Right Under Our Noses: Olfactory Pathology in Central Nervous System Demyelinating Diseases
Objectives: To determine whether olfactory bulb and tract pathology is a feature of multiple sclerosis and other inflammatory demyelinating diseases.
Methods: A human autopsy cohort of pathologically confirmed cases encompassing the spectrum of demyelinating disease (multiple sclerosis (n=17), neuromyelitis optica (n=3), and acute disseminated encephalomyelitis (n=7)) was compared to neuroinflammatory (herpes simplex virus encephalitis; n=3), neurodegenerative (Alzheimer’s disease; n=3), and non-neurologic (n=8) controls. For each case, olfactory bulbs and/or tracts were stained for myelin, axons, and inflammation.

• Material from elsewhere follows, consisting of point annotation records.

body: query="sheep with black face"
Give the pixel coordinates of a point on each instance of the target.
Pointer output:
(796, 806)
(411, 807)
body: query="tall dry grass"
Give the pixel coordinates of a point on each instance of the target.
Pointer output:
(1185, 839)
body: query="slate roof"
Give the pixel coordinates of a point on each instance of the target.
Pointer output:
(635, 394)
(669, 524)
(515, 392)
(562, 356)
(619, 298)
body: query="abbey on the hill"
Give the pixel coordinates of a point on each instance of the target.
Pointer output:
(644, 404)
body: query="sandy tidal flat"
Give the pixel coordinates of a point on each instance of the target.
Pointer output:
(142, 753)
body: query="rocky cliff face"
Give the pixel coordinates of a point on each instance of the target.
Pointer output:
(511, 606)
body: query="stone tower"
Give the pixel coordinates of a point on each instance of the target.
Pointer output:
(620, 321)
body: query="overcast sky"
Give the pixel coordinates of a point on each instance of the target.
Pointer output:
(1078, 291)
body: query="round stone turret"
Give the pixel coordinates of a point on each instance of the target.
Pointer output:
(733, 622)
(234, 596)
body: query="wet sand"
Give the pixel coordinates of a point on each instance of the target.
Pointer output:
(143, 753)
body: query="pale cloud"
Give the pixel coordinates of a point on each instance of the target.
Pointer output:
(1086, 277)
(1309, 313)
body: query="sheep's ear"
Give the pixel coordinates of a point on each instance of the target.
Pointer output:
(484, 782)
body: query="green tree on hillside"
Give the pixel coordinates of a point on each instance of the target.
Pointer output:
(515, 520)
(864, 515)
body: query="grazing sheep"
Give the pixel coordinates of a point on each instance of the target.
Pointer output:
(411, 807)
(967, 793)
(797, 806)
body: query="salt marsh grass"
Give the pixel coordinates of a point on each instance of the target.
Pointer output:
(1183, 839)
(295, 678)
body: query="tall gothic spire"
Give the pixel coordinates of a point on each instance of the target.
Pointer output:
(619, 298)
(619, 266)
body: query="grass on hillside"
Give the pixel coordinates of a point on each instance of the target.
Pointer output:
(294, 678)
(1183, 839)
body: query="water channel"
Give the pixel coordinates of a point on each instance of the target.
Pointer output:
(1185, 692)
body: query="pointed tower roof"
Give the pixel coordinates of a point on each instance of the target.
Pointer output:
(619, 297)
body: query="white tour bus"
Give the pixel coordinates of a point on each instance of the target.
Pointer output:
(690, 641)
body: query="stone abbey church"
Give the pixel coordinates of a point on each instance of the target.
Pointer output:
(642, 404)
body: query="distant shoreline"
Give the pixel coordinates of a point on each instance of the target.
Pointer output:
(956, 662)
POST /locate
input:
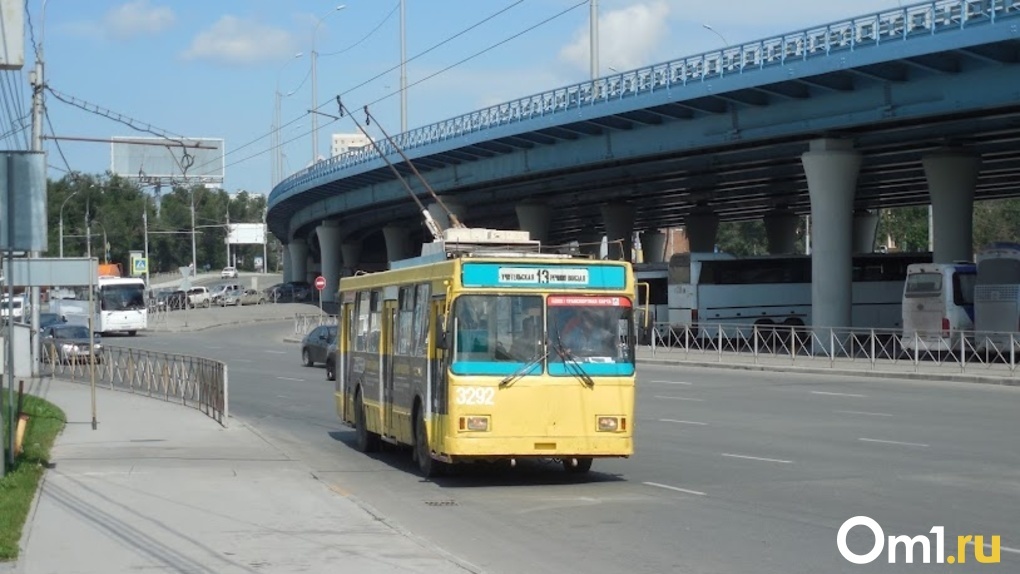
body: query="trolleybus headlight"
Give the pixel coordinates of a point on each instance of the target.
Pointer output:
(609, 424)
(476, 423)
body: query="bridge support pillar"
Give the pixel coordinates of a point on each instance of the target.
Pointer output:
(619, 219)
(780, 230)
(653, 246)
(701, 226)
(398, 244)
(287, 262)
(865, 228)
(298, 249)
(441, 216)
(952, 177)
(831, 167)
(351, 250)
(534, 218)
(329, 247)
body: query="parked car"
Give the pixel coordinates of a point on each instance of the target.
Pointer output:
(316, 344)
(199, 297)
(65, 343)
(239, 297)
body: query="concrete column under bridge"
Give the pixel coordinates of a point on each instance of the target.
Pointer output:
(952, 175)
(534, 218)
(865, 229)
(329, 247)
(398, 243)
(619, 220)
(653, 247)
(287, 262)
(831, 167)
(298, 249)
(351, 250)
(780, 230)
(701, 226)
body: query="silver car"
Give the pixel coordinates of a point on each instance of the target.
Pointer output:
(239, 297)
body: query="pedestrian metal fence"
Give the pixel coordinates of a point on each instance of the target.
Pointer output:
(193, 381)
(305, 322)
(987, 354)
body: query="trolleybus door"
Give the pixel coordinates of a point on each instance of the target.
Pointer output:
(389, 349)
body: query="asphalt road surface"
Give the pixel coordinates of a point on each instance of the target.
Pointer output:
(734, 471)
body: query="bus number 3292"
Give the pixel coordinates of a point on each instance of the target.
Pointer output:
(475, 396)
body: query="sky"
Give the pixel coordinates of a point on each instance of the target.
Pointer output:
(212, 68)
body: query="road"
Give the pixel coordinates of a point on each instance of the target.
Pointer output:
(734, 471)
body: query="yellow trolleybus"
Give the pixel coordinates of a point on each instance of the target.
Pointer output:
(485, 352)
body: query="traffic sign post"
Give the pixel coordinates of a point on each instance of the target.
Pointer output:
(320, 284)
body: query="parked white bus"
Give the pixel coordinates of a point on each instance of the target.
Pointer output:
(997, 298)
(119, 306)
(708, 290)
(938, 306)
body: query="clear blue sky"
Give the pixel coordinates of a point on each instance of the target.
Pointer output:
(208, 68)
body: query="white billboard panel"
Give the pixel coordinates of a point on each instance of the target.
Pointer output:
(246, 233)
(162, 160)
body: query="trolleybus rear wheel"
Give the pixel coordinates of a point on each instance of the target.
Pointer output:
(367, 441)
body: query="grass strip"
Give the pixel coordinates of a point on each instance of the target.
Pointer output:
(18, 485)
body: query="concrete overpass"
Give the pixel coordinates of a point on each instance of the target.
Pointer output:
(902, 107)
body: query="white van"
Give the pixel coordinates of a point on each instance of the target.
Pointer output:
(937, 306)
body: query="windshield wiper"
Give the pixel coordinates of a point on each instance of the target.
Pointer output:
(519, 373)
(572, 364)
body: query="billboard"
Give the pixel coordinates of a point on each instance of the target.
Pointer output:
(246, 233)
(160, 160)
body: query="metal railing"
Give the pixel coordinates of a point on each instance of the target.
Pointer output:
(977, 353)
(897, 24)
(193, 381)
(305, 322)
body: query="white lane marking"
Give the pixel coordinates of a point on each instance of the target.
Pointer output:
(989, 546)
(683, 422)
(893, 442)
(865, 413)
(678, 398)
(676, 488)
(756, 458)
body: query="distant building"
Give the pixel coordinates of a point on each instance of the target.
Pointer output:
(343, 143)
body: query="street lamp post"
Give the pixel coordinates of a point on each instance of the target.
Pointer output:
(277, 165)
(314, 58)
(61, 220)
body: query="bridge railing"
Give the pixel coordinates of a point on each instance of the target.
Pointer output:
(897, 24)
(193, 381)
(981, 353)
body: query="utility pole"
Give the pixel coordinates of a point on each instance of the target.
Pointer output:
(403, 70)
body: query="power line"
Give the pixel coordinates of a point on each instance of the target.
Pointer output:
(367, 36)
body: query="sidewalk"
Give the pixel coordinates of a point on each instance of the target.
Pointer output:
(160, 486)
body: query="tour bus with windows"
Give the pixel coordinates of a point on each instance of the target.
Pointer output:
(938, 306)
(486, 349)
(997, 298)
(709, 292)
(118, 306)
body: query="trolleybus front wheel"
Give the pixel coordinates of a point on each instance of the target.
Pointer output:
(578, 465)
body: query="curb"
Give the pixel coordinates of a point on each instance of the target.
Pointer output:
(976, 379)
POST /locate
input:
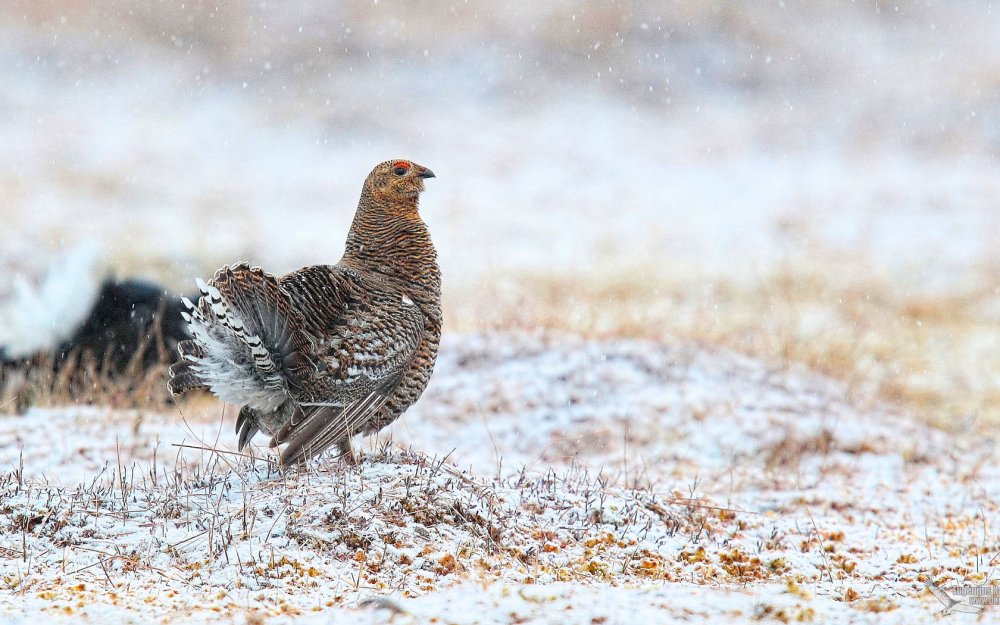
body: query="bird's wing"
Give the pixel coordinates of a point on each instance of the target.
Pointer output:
(363, 341)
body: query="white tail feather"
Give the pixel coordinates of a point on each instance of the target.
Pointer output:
(234, 364)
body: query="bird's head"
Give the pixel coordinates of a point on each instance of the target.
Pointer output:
(397, 180)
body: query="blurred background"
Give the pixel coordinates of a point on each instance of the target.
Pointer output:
(813, 183)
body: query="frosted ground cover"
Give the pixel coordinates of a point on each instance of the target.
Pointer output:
(540, 473)
(567, 141)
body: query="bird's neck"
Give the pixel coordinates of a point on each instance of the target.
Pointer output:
(389, 237)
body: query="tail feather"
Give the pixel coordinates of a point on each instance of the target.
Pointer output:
(244, 327)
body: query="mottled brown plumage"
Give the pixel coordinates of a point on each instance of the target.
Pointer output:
(327, 351)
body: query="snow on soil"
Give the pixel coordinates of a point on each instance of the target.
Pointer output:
(541, 479)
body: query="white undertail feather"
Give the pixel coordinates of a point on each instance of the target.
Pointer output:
(38, 317)
(234, 363)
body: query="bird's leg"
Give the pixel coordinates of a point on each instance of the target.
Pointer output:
(347, 452)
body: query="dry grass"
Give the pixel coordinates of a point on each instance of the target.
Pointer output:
(932, 354)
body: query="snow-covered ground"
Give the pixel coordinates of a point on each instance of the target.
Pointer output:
(617, 480)
(543, 477)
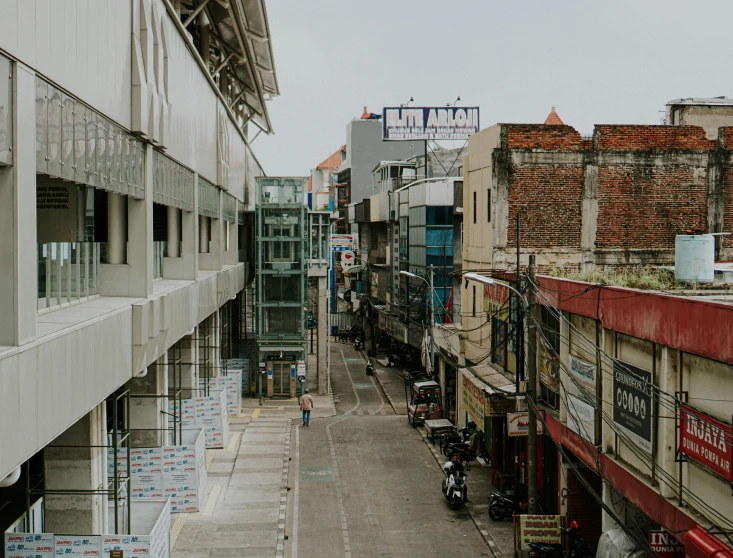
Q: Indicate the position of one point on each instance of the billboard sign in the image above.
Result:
(429, 123)
(632, 403)
(707, 441)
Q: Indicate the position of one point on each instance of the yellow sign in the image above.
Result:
(538, 529)
(473, 397)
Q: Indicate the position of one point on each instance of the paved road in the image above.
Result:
(365, 484)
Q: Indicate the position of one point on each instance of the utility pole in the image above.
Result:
(432, 321)
(531, 389)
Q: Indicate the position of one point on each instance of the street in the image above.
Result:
(366, 484)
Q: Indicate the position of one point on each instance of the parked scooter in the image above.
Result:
(454, 485)
(504, 505)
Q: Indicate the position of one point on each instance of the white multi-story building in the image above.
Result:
(125, 181)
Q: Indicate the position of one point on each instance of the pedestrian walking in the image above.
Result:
(306, 405)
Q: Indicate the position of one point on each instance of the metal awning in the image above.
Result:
(243, 32)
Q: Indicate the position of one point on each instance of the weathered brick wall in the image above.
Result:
(548, 198)
(539, 136)
(642, 206)
(648, 138)
(640, 186)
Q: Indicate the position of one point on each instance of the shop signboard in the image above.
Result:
(582, 418)
(665, 545)
(537, 529)
(583, 381)
(429, 123)
(632, 403)
(473, 397)
(707, 441)
(517, 424)
(496, 407)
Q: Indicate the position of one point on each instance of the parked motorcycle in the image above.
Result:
(504, 505)
(454, 486)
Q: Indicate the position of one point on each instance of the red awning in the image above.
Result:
(699, 544)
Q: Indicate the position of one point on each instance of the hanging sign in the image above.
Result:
(665, 545)
(517, 424)
(429, 123)
(473, 398)
(539, 529)
(632, 403)
(707, 441)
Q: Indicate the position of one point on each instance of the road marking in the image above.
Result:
(177, 528)
(296, 496)
(213, 499)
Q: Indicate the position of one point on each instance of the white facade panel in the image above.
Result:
(193, 108)
(48, 385)
(82, 45)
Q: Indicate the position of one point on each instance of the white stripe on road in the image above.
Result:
(296, 496)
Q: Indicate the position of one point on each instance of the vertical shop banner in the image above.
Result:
(583, 382)
(582, 418)
(632, 403)
(473, 397)
(707, 441)
(549, 367)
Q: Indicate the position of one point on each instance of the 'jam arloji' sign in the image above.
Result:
(707, 441)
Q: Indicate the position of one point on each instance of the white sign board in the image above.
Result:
(429, 123)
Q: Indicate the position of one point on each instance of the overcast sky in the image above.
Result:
(612, 62)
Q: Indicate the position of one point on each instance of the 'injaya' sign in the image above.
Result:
(707, 441)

Results: Olfactory bulb/tract demyelination was frequent in all demyelinating diseases (multiple sclerosis 12/17 (70.6%); acute disseminated encephalomyelitis 3/7 (42.9%); neuromyelitis optica 2/3 (66.7%)) but was absent in herpes simplex encephalitis, Alzheimer’s disease, and non-neurologic controls. Inflammation was significantly greater in the demyelinating diseases compared to non-neurologic controls. Olfactory bulb/tract axonal loss was detected in all demyelinating diseases, being most severe in multiple sclerosis where it correlated significantly with the extent of demyelination (r = 0.610, p = 0.009) and parenchymal inflammation (r = 0.681, p = 0.003). The extent of olfactory bulb/tract demyelination and inflammation mirrored that found in superficial cortical layers where subpial demyelination and inflammation was observed.
Conclusions: We provide unequivocal evidence that olfactory bulb/tract demyelination is frequent, can occur early, is highly inflammatory and specific to demyelinating disease. These novel findings shed insight into the pathogenesis of demyelinating diseases and fuel support for further exploration of the nose to brain hypothesis.